La maternidad, como la fama, que decía Debby Allen en la mítica serie homónima de los años ochenta del siglo XX, cuesta. Y se empieza a pagar desde el minuto uno del embarazo. Después, con el bebé en brazos, pocas madres hablan de las náuseas gestacionales, de la depresión posparto, de la servidumbre de la lactancia, del vergonzante sentimiento de culpa de abandonar a la cría para salir a ganarse el sustento, de las dobles jornadas, de la sensación de ni llego ni alcanzo, de la constatación de que los problemas crecen al mismo ritmo que el neonato. Tienen un hijo sano, deseado y monísimo. ¿De qué se quejan? De nada, en realidad. Porque ellas mismas son las primeras en reconocer que un hijo puede ser también, en efecto, lo mejor que le pase a una en la vida. O puede no serlo, y contarlo aún levanta demasiadas ampollas. Que se lo pregunten a Samanta Villar, colega periodista, que tuvo que soportar hace nada un linchamiento en las redes por sostener en público que su vida no era mejor después de haber traído al mundo a sus mellizos.

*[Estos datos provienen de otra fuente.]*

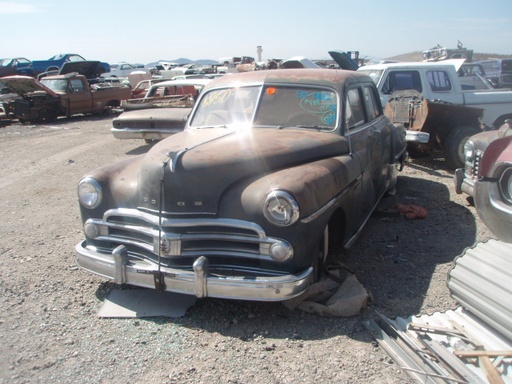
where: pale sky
[0,0,512,64]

Así que, aquí y ahora, en los revolucionarios tiempos de la supuesta maternidad a la carta —se puede congelar los propios óvulos, donarlos, gestar los de otra, contratar vientres de alquiler, llevar la biología al límite— la decisión de ser madre, o no, es la más personal de las dicotomías. O debería serlo. Recordemos que el empecinamiento en obligar a ser madre a quien no lo desea le costó el puesto hace solo una legislatura a todo un ministro de Justicia, Alberto Ruiz Gallardón, obligado a dimitir por el presidente Rajoy al no prosperar sus recortes a la ley del aborto. O que la princesa Charlene de Mónaco no legitimó, por contrato prematrimonial, su título hasta concebir y parir un heredero al trono. Y es que, a estas alturas de la película, muchos, y lo que es peor, muchas, ven el poder de la maternidad más como un mandato genético que como una opción libre de la mujer entre serlo o no serlo. Y eso no se extirpa de una generación para otra.